Roeder faces life in prison with the possibility of parole after 25 years if convicted of first-degree murder.

Tiller was one of the few abortion practitioners in the United States to do late-term abortions and he had been a subject of legal and peaceful efforts by pro-life groups at the time of the shooting.

Organizations had been working to get the state medical board to revoke Tiller’s license because of allegations that some of the abortions he did violated state law but not having an independent physician certify they were necessary.

Hundreds of pro-life groups condemned the Tiller shooting immediately or in the days following, but that didn’t stop abortion advocates from claiming they supported the killing or calling the majority of Americans who take a pro-life view "terrorists."

Roeder, who shot Tiller prior to a Michigan man killing a pro-life advocate outside a local high school for protesting abortion, will not go on trial until next year. The Sedgwick County District Attorney’s office said last month that it is not prepared to take Roeder to trial until next year.

The date had been scheduled but is now set for January 25, 2010. That is just three days after the 37th anniversary of the infamous Roe v. Wade Supreme Court decision that allowed virtually unlimited abortions — which likely means that the trial will color the mainstream media’s coverage of the anniversary.
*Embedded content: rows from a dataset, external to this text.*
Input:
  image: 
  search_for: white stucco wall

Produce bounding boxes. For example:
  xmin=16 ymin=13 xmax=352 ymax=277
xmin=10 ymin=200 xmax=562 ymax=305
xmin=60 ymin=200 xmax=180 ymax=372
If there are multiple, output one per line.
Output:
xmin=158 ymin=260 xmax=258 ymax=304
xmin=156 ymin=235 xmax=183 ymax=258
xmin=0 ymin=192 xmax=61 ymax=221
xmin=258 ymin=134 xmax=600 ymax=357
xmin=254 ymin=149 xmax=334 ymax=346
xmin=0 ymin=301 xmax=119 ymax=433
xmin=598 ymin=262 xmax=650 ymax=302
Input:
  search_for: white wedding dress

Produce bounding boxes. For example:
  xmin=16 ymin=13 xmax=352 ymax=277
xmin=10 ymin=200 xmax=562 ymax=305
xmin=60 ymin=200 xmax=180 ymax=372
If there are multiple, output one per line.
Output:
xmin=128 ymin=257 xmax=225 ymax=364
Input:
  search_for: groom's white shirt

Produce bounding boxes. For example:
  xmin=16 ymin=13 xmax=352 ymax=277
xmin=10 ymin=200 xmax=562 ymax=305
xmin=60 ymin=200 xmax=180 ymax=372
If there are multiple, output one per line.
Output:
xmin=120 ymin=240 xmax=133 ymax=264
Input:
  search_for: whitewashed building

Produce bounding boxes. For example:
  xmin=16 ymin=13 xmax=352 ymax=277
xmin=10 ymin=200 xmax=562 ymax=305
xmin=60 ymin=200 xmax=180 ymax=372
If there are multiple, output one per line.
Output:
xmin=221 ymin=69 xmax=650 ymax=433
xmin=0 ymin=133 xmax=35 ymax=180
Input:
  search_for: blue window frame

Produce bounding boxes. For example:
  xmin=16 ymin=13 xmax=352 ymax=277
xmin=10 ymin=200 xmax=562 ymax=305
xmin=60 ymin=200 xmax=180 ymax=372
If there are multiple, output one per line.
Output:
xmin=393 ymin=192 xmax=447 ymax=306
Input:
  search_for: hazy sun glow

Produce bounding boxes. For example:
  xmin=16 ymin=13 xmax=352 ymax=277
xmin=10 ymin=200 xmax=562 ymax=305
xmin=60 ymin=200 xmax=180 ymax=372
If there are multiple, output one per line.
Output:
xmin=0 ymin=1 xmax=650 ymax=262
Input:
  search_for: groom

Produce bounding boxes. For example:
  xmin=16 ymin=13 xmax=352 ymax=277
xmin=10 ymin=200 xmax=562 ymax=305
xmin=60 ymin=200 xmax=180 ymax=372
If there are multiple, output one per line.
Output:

Church member Gary Hoepner was the first witness called at a preliminary hearing for Roeder in July and said Roeder pointed a gun at Tiller’s head and killed him.

“I wasn’t sure if it was a cap gun or what," Hoepner said, noting that he wasn’t certain that the assailant had a real gun to use to hurt Tiller. “I couldn’t believe what I was seeing."

Hoepner said he and Tiller were discussing Tiller’s fondness of doughnuts at the time he was shot.

Roeder is also charged with aggravated assault for allegedly threatening Hoepner and another member of the church as he fled the scene.

"’I’ve got a gun and I’ll shoot you’," Hoepner recalled Roeder saying. "I believed him and I stopped."

After the incident, Hoepner told the court that he wrote down the license plate of Roeder’s vehicle and informed police.

The court also heard that Roeder attended Tiller’s church several times before, including the Sunday prior to the church service during which he allegedly shot the abortion practitioner.

With plenty of evidence and witnesses, a case will likely move forward and speculation is on what type of defense Roeder’s attorneys will rely on during the trial. Some observers say they could say Roeder suffered from mental illness at various times in his life.

Roeder says he is not mentally ill now, although his family members have told the media that he has suffered from mental health issues throughout his life. He was diagnosed with schizophrenia in his late teens and Roeder blames that on drug use at the time.

Justice Department spokesman Alejandro Miyar told AP that the federal government is looking at federal charges against Roeder in connection with Tiller’s death.